Prediction uncertainty and pre-calibration analysis: Analysis of the error variance of critical predictions undertaken by the model can be implemented using methods described in Moore and Doherty (2005). This work demonstrates that prediction uncertainty springs from two components: 1) Effects of Measurement Noise: Exact estimation of appropriate parameter values is not possible due to measurement noise. Thus uncertainty in predictions which depend on these parameter combinations can never be eliminated – only reduced. This is the only component considered in traditional calculations of error variance. 2) Failure to Capture Real-World Heterogeneity: This component represents the contribution of uncaptured parameterization (i.e., the “calibration null space”) to model predictive uncertainty. This represents artifacts from errors in model structure (thus heterogeneity that is beyond the ability of the calibration process to capture) and is often the dominant contributor, especially for those predictions that are sensitive to system detail. Where a prediction depends on system detail (for example transport problems), the neglect of the second component can lead to considerable errors. Cooley (2004) describes a method for quantifying the structural component of prediction error involving many model runs for a given model structure. As an alternative, Moore and Doherty (2005) suggest that both components of error variance can be calculated employing matrices that are produced as an outcome of regularised inversion. Moreover, the application of the Moore and Doherty (2005) approach does not require that the model actually be calibrated; all that is required are sensitivities of model-generated observation equivalents to parameters and a relation of key predictions to parameters. Therefore, using a notional SVD calibration exercise based on scaled parameters, one can determine:
Pre-calibration predictive error variance The number of singular values required for the forthcoming calibration exercise in order to minimize predictive error variance The contribution that different parameters and boundary conditions will make to predictive error variance. The contribution that certain existing or posited observations will make to reducing error variance.

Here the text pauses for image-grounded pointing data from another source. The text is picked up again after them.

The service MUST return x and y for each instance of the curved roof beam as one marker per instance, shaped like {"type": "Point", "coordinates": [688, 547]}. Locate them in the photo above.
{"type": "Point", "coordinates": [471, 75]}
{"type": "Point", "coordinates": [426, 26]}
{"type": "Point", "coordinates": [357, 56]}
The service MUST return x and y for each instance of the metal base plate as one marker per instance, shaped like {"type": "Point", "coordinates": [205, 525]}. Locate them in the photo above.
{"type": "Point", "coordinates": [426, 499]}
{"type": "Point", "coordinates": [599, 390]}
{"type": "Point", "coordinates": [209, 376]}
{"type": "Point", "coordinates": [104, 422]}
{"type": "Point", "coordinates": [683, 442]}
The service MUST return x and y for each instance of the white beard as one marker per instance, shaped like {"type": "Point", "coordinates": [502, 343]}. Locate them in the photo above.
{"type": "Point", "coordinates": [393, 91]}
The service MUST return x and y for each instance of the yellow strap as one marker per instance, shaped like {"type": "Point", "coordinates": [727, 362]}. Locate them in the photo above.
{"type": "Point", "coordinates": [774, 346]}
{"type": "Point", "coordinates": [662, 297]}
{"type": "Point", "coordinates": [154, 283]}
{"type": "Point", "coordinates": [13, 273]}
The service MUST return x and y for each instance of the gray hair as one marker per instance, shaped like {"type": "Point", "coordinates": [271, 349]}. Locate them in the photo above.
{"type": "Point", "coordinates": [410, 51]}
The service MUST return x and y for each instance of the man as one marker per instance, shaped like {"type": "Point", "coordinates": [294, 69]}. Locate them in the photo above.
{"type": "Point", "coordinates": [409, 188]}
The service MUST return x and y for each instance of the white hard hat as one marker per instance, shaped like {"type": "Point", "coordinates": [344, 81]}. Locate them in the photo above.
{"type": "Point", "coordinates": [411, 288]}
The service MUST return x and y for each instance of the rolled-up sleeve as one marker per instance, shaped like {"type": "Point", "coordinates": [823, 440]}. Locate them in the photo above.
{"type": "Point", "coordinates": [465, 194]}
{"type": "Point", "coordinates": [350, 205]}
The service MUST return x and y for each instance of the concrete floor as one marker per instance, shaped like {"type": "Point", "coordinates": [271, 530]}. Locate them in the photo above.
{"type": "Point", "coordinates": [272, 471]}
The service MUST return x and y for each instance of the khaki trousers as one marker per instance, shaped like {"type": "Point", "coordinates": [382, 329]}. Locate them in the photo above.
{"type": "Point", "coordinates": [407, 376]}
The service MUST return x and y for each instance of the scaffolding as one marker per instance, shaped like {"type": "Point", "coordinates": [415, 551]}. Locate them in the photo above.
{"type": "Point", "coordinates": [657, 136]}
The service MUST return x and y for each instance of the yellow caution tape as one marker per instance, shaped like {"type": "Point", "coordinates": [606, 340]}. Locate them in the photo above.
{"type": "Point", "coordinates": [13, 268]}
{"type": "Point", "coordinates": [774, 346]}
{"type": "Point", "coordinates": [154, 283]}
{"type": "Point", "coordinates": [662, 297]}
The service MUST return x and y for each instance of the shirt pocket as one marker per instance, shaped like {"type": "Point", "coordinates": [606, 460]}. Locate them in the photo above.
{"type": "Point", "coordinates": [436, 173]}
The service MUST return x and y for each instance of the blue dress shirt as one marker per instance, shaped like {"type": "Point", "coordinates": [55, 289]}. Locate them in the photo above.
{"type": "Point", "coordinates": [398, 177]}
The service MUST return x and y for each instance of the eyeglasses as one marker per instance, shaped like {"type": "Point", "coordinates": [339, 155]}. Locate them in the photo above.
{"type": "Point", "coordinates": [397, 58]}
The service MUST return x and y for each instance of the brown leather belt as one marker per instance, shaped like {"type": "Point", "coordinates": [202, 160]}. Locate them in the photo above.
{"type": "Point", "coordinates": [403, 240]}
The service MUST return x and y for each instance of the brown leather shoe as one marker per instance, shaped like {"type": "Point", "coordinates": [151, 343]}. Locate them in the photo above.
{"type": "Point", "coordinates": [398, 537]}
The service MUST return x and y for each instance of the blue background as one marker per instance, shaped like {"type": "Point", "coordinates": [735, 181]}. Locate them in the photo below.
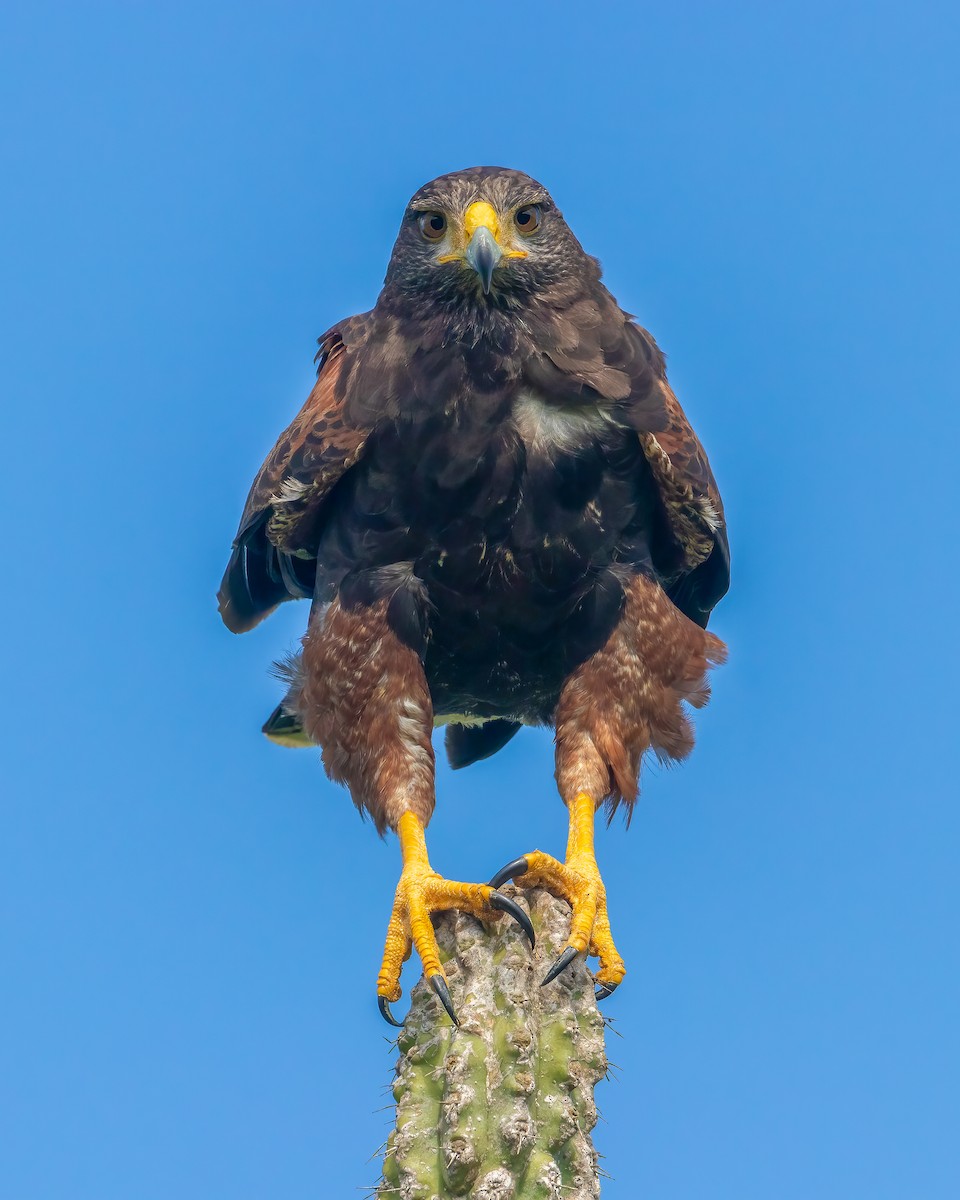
{"type": "Point", "coordinates": [192, 918]}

Because such an analysis includes the important null-space component it is a more accurate indicator of true prediction error than statistics which ignore it. An analysis such as the above can provide considerable assistance in determining what data to gather, and even whether the calibration process is worthwhile. It can also assist in determining whether holding certain parameters and boundary conditions constant during the forthcoming calibration process is likely to incur predictive error. Approach for calculating prediction uncertainty: Post calibration computation of predictive error variance can be undertaken using the formula of Moore and Doherty (2005) applying matrices derived from the calibration process. Nonlinear predictive error variance analysis can also be undertaken using an extension of the method of Vecchia and Cooley (1987) where a limiting objective function is formulated on the basis of model-to-measurement misfit (applied to the parameter solution space) and parameter reasonableness (applied to the parameter null space). Either of these analyses allows full quantification of predictive error taking into consideration both the null space structural component and measurement noise component. Software for implementation of such analyses is available through the PEST suite. SITE DESCRIPTION AND PREVIOUS MODELING The Trout Lake basin is located in the Northern Highlands district in north central Wisconsin, in an area with many lakes (Figure 1). The aquifer consists of 40-60 m of unconsolidated Pleistocene glacial sediments mostly consisting of glacial outwash sands and gravel. The Trout Lake basin (which includes Trout Lake and all four of the basins that flow into the lake) has been the focus of previous regional modeling studies including a two-dimensional analytic element screening model and three-dimensional, finite-difference models. See Pint (2002) and Hunt et al. (2005) for more description of the setting and previous modeling.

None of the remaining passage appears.